Los recién llegados se detuvieron frente a una puerta, como si supieran de antemano moverse por ese sitio, no era casualidad. El padre golpeó la misma, y una suave voz masculina les otorgó el pase.

Supusieron que "él" lo notó, y ellas estuvieron seguras que lo disfrutó.

Si alguna vez habían oído hablar de Lucifer, las tres coinci­dían que ese tipo, tras el despacho, era él mismo. Una belleza cuasi macabra, ojos profundos, grises y gatunos; el cabello de un lacio escandaloso y largo hasta su cintura, y esa sonrisa de col­millos afilados que no anunciaba más que desgracias. El director de la institución era demasiado joven, quizás unos treinta años o quizás un centenar, pero el poder del innombrable, tal vez, lo había congelado en su forma más perfecta.

—Vaya, se han vuelto muy bellas, espero que no sea un pro­blema —siseó el hombre, girando en la silla de su escritorio, provocando un escalofrío en las jóvenes.

—No lo creo, para eso las educamos —respondió el padre, quien hasta el momento había dicho poco y nada—. Una vez aquí, ya serán su responsabilidad, sólo espero que sean capaces de seguir con el tratado como corresponde.

El hombre de cabello negro lanzó una risita divertida.

—El mínimo sacrificio posible. Yo inventé eso, a cambio del dinerillo y elixir que tanto ansían. No me traten como a un irres­ponsable cuando ustedes son los hipócritas.

—¡Qué insolente! —bramó la madre superiora fuera de sí.

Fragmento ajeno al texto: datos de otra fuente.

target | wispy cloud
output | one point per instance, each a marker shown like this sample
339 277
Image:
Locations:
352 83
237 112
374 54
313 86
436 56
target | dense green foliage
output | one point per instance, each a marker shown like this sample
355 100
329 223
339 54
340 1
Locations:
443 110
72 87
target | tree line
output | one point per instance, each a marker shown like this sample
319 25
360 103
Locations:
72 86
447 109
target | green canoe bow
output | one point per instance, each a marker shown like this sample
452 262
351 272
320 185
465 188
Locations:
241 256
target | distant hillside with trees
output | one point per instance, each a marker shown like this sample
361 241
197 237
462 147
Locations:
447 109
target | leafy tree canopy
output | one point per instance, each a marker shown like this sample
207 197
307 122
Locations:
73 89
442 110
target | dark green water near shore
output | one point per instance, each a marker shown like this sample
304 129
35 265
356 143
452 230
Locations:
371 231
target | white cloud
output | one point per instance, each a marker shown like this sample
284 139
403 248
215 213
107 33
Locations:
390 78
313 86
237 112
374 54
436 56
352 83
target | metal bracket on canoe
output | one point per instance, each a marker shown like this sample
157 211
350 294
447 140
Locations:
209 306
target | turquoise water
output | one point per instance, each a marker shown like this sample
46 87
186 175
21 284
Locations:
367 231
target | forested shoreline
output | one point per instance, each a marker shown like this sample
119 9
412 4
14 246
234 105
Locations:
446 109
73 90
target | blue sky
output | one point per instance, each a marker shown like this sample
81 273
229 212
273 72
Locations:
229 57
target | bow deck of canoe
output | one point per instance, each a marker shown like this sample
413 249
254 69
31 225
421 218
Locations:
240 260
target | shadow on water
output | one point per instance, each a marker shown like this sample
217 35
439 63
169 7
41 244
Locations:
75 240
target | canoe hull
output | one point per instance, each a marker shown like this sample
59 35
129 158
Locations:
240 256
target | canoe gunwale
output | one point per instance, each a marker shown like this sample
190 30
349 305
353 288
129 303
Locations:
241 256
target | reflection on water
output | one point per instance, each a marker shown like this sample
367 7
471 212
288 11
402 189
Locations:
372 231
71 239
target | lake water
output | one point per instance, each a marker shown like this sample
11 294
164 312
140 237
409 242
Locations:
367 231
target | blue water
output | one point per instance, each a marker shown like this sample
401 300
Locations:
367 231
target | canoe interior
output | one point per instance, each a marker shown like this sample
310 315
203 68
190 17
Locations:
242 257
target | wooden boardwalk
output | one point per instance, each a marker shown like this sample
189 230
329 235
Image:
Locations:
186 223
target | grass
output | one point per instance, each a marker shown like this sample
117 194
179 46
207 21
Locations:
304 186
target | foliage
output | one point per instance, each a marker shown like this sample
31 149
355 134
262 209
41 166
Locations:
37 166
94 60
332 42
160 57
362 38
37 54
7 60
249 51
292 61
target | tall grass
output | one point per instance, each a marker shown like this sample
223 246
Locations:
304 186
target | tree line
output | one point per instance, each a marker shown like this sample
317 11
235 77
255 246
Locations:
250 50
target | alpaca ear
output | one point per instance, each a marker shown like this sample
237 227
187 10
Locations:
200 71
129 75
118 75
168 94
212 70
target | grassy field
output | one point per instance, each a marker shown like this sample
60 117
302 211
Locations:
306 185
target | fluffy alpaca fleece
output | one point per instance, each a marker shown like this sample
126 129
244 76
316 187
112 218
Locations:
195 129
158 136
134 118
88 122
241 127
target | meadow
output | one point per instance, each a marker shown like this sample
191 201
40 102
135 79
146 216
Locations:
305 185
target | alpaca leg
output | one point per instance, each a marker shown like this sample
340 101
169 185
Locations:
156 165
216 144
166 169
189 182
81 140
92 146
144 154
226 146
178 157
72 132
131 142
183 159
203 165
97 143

—¡Por favor! —rió ese demonio—. A juzgar por los rostros de pánico de estas tres muchachitas, estoy seguro que me han dejado el trabajo difícil —añadió rodando sus ojos.

Sólo a él podía ser descarado con esas momias sá­dicas.

—¡¿De qué hablan, qué es esto?! —exclamó Ámbar, ya sin ningún tapujo, imaginando que su sentencia de muerte estaba escrita.

Sara se alegraba de tenerla a su lado, esta vez ella no se ani­maba a decir nada. No quería provocar la ira de las personas para ganarse otra tunda por parte de esa gente.

El hombre sonrió, y nadie pudo descifrar que escondía tras esa mueca.

—Lo sabía —dijo entre risas—. No saben dónde las han me­tido.

—Como sea, nos vamos —farfulló el padre con asco—. No quiero tener que pasar un segundo más en este infausto lugar.

El corazón de Sara se detuvo, porque sabía que no regresaría al convento, a su hogar de toda la vida, a aquello que era malo, pero era conocido.

—Esperen —musitó Sara, volviendo a la realidad, tomando consciencia de que pretendían dejarlas allí. Abandonarlas a su suerte. Su maldita suerte.

—¡Calla, demonio! —prorrumpió la madre superiora, provo­cándole una terrible desazón, odiaba que la llamaran así, la vieja lo sabía. Pero esas serían las últimas palabras que oiría decir a la inmunda.

Sara enmudeció, por miedo. Aunque consideraba la idea de no verles la cara nunca más. Quería creer que no había mal que por bien no viniera, pero nada pintaba bien. Todo se había vuelto extraño, surreal.

El padre y la madre abandonaron la habitación, cerraron la puerta de un azote y las dejaron con ese hombre. Él sonreía observándolas con curiosidad, relamía sus labios, entrecru­zaba sus dedos, disponiéndose a hablar.

Ahora estaban en casa: la casa Báthory.